Despoblado de Muro de Bellos
Despoblado de Muro de Bellos
Laura Uranga

Con el eco aún vivo de la manifestación en defensa de la España vacía, he tenido el privilegio de visitar la Real Academia de la Historia, institución que preside, con tanta inteligencia como coraje, Carmen lglesias. Además de fondos librescos, guarda tesoros tales que cinco cuadros de Goya y relevantes piezas histórico-artísticas. Es el caso del Altar Relicario del Monasterio de Piedra, un tríptico gótico con rasgos tan vinculados como la bandera aragonesa que cubre la cama de la escena de la Anunciación.

También conserva pequeñas joyas que nos llevan a distintos momentos de nuestra historia, de varios lugares de España e Hispanoamérica. Una de ellas, una tésera de hospitalidad íbera, remite precisamente a esa gran área de España que el domingo llamaba la atención al resto.

La tésera era el objeto que, en un tiempo ágrafo, sustentaba un contrato, en el que cada parte se quedaba con su mitad; en este caso, la pieza era un bronce con forma de oso. Parecido se compraba incluso en los primeros años setenta en lugares de la hoy despoblada Celtiberia. Aquí el objeto era ‘la tarja’, una humilde caña abierta en dos mitades, una de las cuales guardaba la carnicera y otra se la llevaba el cliente. Si un kilo, marca entera en las dos mitades de la caña, unidas para ‘apuntar’ muescas idénticas; si medio, media marca… y así, hasta que se colmaba de cortes y se procedía a saldar la deuda. Si se tenía ganado, con un animal; si no, tras vender la cosecha, con ese bien tan escaso que era el dinero.

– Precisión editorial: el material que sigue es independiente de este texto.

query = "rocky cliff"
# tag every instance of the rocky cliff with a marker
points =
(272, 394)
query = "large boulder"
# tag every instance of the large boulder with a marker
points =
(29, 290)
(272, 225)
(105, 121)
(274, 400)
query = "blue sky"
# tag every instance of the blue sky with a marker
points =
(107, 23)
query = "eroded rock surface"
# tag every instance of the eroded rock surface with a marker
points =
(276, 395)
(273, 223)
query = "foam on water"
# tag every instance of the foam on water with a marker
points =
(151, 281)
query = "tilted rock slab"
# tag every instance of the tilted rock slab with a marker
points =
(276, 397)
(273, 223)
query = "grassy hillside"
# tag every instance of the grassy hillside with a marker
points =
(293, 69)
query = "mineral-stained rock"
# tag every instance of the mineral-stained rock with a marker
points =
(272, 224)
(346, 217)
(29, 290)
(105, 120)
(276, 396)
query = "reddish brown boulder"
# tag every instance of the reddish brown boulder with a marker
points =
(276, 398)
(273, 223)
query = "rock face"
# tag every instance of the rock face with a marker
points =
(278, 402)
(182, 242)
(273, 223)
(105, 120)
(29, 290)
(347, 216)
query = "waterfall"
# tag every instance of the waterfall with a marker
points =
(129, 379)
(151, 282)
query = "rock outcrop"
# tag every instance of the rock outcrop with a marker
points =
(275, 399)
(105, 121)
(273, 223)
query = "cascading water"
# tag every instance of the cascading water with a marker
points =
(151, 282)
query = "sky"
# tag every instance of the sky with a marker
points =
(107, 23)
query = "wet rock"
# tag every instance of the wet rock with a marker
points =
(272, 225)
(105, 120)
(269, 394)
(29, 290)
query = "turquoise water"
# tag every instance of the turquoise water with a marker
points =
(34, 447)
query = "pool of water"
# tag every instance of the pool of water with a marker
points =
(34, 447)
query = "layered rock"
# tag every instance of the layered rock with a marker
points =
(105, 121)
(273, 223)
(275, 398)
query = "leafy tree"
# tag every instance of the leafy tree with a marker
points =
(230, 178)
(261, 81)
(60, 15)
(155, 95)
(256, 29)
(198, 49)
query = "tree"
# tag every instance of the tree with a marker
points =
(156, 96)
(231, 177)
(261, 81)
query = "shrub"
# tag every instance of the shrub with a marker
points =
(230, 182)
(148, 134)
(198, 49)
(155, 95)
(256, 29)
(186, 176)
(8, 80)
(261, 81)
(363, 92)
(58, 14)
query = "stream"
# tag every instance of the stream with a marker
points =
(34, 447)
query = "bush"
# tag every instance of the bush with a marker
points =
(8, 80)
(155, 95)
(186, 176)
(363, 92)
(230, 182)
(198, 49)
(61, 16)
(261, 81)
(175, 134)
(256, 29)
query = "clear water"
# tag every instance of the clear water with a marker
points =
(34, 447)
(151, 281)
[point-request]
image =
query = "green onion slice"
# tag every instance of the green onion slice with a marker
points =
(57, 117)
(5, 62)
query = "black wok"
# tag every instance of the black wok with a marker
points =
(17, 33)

Tres mil años entre la tésera y la tarja que dan la medida de la lentitud de los cambios en un pasado no tan lejano. Enfrente, la vertiginosa evolución del presente, con daños colaterales como esa España vacía cuyos habitantes rechazan vivir como ciudadanos de segunda. 

Sabemos bien de qué hablan quienes venimos de allí. Hoy, la tarja se exhibe en las casas como una reliquia más junto a otros testigos de usos y costumbres perdidos y que tenían un denominador común: todo era muy esforzado. Por eso, y aunque también la vida rural sea muy diferente, sentimos el deber de acompañar a los que se han quedado en su reivindicación de servicios y comunicaciones equivalentes a los urbanos.

También, aunque alguno desprecie esta vía, para que se considere otorgar ventajas fiscales a quienes viven y trabajan en nuestros desiertos particulares. Si los residentes en Baleares y Canarias las tienen para compensar los costes de la vida insular, también las merecen quienes aún resisten en nuestras parameras. Si es difícil atraer a nuevos pobladores, al menos que se mantengan los que persisten.

No cabe esperar milagros. La vida urbana ejerce una atracción fatal sobre la sociedad contemporánea. A las mejores oportunidades, servicios y privacidad que ya ofrecía en el siglo XX, se suman ahora las características de la nueva economía, que tiende a concentrar talento y oportunidades. Nuestros jóvenes encuentran en esas zonas densamente pobladas, sin prejuicios y bien conectadas física y técnicamente el mejor ecosistema.

Aunque el fenómeno megápolis versus despoblación es universal, no tiene por qué ser inmutable en un país geográficamente privilegiado como el nuestro. La contemplación de otra joya de la Real Academia de la Historia, el Disco de Teodosio, que plasma la división del Imperio romano, lleva a recordar la Malena, la villa romana de Azuara descubierta hace cuarenta años y expresión, en un imperio en decadencia, del abandono por las familias patricias de la vida urbana, por una mejor y más segura existencia en el campo.

No parece que caminemos hacia esa tendencia. Pero una vida sin contaminación, sin agobios, sin competitividad, más barata, más espaciosa, más natural… es aspiración que también cuenta entre tanta hiperactividad y toxicidad vital. Y desconocemos qué límites superarán las nuevas tecnologías.

Lo que sí sabemos es que quienes todavía resisten y cuidan el territorio, además de nuestras raíces y nuestra memoria, merecen vivir igual que el conjunto. Amazon llega hoy hasta donde, hace nada, resistía la tarja, pero el repartidor regresa como perseguido por el diablo. En tiempos de tanta consideración a lo singular, algo habrá que hacer para que encuentre destinatarios a quienes entregar el paquete.